Working with a relative can be tricky waters to navigate, but the proper approach can point you toward a healthy, productive professional relationship at the office or worksite. To start, have a conversation with your relative about the situation and how to best handle the unique circumstances of working together. This conversation will ideally take place before you begin your professional relationship, but if you’re already well into it, it may not be too late to get on the same page.
Here are five possible questions to consider during that conversation:
1. Will you ride together to and from work?

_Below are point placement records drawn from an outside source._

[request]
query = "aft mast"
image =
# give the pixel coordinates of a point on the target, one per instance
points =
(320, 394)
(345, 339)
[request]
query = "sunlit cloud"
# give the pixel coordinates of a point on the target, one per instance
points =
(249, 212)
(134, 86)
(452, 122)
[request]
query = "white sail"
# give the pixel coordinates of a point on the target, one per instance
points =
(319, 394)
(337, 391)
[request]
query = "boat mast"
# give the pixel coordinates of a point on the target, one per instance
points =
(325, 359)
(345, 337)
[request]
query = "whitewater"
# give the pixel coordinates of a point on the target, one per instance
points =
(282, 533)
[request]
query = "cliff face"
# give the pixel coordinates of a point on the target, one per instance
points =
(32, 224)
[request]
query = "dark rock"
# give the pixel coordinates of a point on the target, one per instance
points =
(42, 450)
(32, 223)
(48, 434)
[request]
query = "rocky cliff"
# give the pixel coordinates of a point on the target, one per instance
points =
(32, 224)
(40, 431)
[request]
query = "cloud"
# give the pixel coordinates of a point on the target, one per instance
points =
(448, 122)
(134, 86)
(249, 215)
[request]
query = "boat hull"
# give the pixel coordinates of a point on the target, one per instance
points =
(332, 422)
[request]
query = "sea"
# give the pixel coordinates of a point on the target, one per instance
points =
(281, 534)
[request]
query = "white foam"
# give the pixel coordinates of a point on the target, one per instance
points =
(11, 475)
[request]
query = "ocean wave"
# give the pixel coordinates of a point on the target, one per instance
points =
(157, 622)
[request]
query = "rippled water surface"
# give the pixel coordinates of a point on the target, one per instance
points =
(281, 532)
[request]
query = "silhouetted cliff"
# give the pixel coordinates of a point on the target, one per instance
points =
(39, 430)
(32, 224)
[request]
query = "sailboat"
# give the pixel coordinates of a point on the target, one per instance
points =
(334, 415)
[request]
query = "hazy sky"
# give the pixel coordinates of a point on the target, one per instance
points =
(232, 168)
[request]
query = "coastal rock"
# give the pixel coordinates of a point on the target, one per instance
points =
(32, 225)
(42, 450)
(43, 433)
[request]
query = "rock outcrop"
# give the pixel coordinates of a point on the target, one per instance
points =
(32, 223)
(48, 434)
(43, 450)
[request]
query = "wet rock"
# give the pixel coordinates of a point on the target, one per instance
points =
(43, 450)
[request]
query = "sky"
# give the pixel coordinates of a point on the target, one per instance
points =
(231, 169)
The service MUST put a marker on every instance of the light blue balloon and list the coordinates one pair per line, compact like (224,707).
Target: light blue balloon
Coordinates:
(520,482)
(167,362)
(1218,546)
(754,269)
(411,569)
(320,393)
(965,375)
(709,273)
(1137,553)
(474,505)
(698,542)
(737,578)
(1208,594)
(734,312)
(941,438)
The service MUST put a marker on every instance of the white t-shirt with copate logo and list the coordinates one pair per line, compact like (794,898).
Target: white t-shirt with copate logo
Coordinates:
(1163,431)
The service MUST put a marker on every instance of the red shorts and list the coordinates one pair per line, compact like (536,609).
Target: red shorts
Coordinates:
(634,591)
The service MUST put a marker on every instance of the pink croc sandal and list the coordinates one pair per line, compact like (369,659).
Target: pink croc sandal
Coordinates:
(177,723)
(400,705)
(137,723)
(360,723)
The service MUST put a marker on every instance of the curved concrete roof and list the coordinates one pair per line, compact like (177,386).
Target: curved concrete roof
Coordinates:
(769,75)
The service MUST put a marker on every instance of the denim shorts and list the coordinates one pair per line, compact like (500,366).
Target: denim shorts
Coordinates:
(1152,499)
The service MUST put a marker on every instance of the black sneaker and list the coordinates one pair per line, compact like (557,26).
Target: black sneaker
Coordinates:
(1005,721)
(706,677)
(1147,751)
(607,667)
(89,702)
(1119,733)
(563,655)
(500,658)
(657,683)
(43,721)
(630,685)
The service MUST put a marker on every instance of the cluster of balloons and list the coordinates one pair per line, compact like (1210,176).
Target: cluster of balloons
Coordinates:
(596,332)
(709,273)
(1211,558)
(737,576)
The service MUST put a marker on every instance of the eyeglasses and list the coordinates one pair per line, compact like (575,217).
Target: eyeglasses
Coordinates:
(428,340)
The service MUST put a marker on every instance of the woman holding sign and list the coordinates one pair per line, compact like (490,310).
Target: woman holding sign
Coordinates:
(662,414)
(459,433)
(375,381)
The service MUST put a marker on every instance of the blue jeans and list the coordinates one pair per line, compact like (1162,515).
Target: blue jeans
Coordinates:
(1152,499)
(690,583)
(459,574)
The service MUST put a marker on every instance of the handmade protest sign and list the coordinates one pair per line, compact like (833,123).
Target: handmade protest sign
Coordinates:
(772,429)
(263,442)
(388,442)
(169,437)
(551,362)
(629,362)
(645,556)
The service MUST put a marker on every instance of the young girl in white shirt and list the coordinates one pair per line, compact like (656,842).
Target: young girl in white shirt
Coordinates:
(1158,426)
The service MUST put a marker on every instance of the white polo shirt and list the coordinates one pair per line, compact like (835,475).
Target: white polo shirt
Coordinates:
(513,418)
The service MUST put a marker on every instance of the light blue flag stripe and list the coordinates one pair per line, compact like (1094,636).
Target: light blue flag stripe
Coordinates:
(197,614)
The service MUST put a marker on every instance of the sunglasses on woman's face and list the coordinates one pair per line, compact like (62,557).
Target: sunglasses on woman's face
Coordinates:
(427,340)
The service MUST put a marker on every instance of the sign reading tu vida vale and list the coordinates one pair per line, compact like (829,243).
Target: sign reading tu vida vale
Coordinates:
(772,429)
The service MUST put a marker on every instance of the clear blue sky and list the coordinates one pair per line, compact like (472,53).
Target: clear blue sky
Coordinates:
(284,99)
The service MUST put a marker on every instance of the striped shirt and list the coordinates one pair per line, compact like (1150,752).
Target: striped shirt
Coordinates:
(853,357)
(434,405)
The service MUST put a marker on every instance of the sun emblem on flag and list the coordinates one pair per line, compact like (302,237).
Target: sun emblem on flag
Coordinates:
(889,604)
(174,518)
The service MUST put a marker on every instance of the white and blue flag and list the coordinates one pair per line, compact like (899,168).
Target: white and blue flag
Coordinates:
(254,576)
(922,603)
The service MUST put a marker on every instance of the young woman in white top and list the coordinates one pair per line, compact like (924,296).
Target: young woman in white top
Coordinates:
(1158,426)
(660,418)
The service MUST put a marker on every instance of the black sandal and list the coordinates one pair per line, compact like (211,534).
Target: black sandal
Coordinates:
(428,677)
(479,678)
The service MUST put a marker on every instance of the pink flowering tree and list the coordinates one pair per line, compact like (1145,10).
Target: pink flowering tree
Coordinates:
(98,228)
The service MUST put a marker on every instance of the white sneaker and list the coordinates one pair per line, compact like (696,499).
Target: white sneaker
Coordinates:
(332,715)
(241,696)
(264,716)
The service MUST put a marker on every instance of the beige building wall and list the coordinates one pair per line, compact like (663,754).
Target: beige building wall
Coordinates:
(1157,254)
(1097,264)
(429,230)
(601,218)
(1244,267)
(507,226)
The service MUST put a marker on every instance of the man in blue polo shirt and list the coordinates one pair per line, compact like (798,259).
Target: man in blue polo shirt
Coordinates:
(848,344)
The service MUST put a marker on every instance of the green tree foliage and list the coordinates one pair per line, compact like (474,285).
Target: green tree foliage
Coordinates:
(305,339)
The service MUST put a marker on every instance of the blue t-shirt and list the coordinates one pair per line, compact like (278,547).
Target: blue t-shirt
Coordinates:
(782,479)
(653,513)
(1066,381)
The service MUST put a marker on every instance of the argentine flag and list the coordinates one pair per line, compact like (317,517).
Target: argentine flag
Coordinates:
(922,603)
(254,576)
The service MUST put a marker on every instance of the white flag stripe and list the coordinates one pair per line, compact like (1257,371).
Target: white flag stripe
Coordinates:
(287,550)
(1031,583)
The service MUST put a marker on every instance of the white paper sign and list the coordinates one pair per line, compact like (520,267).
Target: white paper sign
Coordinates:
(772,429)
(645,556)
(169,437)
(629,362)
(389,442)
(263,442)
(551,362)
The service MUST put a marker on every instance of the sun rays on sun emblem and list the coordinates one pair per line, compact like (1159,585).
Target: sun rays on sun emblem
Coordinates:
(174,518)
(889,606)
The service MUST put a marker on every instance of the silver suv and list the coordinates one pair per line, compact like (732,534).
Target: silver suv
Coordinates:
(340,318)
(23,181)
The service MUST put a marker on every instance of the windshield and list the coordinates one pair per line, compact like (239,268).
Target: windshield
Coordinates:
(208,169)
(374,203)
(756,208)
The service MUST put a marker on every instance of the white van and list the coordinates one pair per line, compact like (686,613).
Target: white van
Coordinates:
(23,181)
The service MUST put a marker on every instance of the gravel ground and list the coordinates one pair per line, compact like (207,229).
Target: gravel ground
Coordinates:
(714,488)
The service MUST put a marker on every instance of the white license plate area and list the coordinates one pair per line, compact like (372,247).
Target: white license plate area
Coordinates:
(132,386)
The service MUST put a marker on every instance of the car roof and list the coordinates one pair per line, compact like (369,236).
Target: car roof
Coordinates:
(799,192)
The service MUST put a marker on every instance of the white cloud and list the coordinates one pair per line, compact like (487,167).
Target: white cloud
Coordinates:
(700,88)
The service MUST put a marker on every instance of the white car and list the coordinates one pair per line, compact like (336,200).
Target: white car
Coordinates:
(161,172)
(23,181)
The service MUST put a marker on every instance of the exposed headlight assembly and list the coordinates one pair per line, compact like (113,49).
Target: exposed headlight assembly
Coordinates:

Carpooling could save you and your relative both on gas money and can be enjoyable, but if you do decide to ride together, make some decisions ahead of time, like what time you’ll leave home for work and what time you’ll both leave the office to make sure it will work out logistically. It can also be a good idea to decide whether or not you’ll talk about work and your mutual colleagues on your rides together. Venting can be healthy, but it could create a division between you and your relative and the other people you both work with.
2. How much and in what manner will you communicate at work?
Will you work together on projects? If so, what are your standards for professional communication with one another? If you won’t work together directly, will you still visit one another throughout the day? If so, when and for how long? Will you have lunch together? These are important questions to consider when deciding what your working relationship will look like in contrast to your at-home relationship.
3. Will you talk about home life in the workplace?
Avoiding conversations about things going on at home or mutual relatives while at work and sticking to professional topics could be helpful in keeping both your minds on doing great work and could keep you from getting caught up in family drama on your employer’s watch.
4. How should you treat one another as colleagues?
Do you normally hug your relative when you see them? If so, do you hug your other colleagues as well? It’s a good idea to match your behavior with your relative to your normal behavior with other folks you work with. This communicates your commitment to professionalism to everyone in your office and a sets a clear boundary in your own mind that you’re at work and not at home.
5. How else can you keep home and work life as separate as possible?
It may not be 100 percent possible to treat your relative like just another colleague, but you should make that the goal. To the degree possible, agree that you and your relative will speak to one another with the same professionalism that you speak to everyone else at your workplace and hold each other to the same professional standard.
These topics may be a little uncomfortable in the moment, but having a challenging conversation now could help avoid conflict or hurt feelings later on and set you up for a great working relationship with your relative.